American fascination with St. Andrews as a golfing destination has been evident for more than 150 years and is most memorably attributable to Bobby Jones, who fell in love with both the Old Course and the town when he said, “I could take out of my life everything except my experiences at St. Andrews and I would still have had a rich life.”
In my view, St. Andrews is unique because it appeals to people on many different levels, and that is the story I try to tell in my book, St. Andrews: Camelot of Golf. History is important as golf has remained in the same place for more than 500 years; in addition, like nowhere else, perceptions have been shaped over the last 200 years by books, poems, paintings, and photographs.
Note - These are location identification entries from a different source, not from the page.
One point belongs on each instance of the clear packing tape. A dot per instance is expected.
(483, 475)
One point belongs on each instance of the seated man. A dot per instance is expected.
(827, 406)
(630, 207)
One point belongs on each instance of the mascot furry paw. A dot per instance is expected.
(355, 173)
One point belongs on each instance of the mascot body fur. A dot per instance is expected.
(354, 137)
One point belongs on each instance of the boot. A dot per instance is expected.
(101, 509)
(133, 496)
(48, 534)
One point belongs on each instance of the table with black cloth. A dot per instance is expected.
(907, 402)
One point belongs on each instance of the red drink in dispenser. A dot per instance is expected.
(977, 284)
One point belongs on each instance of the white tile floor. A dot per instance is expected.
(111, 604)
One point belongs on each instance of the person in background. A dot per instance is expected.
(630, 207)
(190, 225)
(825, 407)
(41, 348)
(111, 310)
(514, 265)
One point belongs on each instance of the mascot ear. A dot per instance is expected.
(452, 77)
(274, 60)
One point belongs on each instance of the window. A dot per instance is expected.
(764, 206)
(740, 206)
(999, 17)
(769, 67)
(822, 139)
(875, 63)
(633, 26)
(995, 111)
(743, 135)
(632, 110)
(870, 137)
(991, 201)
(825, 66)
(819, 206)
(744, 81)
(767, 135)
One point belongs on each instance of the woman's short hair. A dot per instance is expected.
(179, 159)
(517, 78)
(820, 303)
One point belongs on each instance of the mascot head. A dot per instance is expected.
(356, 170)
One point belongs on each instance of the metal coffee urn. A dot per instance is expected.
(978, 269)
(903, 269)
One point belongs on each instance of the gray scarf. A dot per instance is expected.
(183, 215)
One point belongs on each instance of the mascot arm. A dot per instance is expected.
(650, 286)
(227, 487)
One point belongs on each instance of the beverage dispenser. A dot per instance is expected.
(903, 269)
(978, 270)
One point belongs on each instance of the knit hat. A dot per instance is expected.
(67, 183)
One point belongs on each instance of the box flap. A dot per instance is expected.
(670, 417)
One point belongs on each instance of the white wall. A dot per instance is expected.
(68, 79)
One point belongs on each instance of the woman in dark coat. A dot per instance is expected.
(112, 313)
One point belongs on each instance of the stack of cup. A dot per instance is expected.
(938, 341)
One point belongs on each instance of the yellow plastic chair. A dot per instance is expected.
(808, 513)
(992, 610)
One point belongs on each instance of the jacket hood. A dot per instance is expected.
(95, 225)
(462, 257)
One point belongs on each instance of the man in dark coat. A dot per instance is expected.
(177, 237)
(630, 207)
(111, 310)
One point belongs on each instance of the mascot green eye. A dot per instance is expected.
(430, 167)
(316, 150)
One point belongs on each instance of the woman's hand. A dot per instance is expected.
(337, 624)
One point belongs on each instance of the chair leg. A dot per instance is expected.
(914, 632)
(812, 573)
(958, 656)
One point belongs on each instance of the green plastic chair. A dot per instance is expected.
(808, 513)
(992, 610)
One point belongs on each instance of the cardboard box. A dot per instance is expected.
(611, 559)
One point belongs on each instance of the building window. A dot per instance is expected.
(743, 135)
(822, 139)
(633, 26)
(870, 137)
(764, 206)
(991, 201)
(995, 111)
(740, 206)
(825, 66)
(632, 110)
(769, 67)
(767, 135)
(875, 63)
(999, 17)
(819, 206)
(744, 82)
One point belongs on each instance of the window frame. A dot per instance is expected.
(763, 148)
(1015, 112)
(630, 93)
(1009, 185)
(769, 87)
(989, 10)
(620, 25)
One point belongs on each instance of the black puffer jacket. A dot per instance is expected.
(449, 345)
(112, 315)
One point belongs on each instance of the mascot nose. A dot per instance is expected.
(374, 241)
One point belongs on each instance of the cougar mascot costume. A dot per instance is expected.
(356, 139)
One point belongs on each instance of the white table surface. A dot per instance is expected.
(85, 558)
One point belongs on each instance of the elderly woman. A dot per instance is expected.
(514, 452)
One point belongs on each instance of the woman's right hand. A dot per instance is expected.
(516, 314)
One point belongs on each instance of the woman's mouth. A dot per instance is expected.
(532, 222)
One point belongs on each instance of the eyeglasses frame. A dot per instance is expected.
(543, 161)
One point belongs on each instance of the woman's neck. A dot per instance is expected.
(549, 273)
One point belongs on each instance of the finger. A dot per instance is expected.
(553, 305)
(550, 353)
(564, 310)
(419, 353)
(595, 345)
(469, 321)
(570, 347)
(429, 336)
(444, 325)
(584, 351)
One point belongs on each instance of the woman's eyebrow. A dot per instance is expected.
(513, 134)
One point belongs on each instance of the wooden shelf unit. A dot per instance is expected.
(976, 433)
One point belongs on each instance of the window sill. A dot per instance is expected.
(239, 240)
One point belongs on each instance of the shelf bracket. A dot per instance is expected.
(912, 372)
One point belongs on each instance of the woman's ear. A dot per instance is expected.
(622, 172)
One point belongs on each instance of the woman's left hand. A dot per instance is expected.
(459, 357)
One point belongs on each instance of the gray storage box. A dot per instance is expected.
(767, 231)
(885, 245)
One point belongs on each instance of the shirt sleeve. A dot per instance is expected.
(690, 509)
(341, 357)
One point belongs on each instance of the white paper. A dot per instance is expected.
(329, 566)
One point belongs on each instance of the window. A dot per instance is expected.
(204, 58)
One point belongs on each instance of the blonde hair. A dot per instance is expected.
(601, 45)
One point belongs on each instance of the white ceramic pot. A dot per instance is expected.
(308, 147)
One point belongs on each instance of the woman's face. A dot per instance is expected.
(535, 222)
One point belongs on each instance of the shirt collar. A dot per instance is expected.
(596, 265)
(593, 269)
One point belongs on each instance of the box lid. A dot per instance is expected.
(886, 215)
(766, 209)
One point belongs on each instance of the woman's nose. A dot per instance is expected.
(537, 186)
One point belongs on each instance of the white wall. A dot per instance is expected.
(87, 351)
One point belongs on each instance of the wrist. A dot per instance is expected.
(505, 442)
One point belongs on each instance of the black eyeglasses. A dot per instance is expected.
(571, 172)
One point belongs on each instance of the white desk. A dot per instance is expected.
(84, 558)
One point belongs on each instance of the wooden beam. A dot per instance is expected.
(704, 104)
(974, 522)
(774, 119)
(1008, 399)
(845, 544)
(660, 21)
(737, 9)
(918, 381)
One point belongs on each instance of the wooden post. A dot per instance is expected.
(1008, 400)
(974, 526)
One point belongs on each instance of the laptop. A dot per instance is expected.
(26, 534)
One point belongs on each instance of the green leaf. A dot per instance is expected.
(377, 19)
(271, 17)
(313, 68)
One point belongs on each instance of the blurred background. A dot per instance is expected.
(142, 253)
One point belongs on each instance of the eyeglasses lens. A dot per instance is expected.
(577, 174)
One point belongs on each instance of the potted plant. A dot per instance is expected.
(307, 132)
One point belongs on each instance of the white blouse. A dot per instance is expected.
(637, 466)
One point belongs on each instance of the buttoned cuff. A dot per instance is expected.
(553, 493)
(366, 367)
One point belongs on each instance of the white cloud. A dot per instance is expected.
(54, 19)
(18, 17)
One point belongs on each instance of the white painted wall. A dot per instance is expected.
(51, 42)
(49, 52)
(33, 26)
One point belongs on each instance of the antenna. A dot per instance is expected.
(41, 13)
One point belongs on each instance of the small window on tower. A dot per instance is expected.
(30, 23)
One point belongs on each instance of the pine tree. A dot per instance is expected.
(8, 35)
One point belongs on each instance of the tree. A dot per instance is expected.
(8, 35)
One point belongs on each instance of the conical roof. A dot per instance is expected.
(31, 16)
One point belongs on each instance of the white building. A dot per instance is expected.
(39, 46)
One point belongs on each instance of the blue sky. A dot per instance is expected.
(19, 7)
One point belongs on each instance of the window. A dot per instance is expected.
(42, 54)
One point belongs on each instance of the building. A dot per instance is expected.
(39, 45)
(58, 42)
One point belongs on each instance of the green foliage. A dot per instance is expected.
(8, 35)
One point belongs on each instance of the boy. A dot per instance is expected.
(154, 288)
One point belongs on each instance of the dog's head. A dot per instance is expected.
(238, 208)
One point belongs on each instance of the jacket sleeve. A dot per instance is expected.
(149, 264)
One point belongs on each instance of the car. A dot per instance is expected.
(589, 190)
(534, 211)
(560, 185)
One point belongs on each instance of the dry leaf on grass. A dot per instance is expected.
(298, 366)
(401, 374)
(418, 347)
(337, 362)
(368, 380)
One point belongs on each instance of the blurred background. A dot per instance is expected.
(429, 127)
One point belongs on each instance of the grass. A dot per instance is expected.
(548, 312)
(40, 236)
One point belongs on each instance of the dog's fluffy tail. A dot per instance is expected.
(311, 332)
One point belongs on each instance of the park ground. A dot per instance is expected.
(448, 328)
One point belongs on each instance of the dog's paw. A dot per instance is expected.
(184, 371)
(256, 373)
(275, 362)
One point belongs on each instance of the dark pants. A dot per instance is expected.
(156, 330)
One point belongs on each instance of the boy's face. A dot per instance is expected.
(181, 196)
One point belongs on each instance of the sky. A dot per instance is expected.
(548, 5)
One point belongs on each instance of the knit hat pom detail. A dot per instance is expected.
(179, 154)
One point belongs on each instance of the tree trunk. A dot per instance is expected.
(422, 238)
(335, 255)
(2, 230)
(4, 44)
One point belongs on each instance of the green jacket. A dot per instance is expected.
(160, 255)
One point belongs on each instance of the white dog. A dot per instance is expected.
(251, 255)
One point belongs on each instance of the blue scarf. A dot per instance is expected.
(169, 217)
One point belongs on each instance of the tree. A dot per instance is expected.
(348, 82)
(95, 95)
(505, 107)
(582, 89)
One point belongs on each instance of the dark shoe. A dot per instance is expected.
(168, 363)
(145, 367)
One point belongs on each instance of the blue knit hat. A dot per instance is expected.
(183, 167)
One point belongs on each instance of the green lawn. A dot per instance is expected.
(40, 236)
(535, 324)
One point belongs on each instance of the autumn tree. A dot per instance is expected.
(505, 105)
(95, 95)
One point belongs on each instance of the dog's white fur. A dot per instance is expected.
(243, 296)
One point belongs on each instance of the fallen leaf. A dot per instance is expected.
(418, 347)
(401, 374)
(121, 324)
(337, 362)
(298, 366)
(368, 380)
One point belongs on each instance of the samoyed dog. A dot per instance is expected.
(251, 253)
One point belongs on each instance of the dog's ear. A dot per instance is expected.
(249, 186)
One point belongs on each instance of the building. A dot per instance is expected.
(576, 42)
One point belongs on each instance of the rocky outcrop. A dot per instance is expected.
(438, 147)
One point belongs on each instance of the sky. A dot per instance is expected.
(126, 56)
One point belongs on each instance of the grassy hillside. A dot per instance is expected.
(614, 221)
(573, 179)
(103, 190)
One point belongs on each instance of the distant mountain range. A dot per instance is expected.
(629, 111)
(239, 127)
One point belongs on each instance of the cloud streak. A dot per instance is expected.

The Old Course, largely unchanged as a championship course over the last 125 years, is beguiling with its eye-popping double greens and dozens of strangely named bunkers; the town itself has a magical appeal given that its 600-year-old heart remains intact, while nowhere else in the world do you see people carrying their golf clubs around the town and drinking beer in the multitudinous pubs still wearing their golfing kit; and many notable individuals from American Presidents to British Prime Ministers have enjoyed St. Andrews while, at the same time, less exalted members of society such as the local townsfolk—men and women—have benefited from extensive playing rights. Finally, as Tiger Woods said, St. Andrews is the greatest walk in golf, partly because just about every great champion who has played the game has also stood on the Swilken Bridge looking at the amazing amphitheater ahead, just as anybody can—because it is public, not private, land.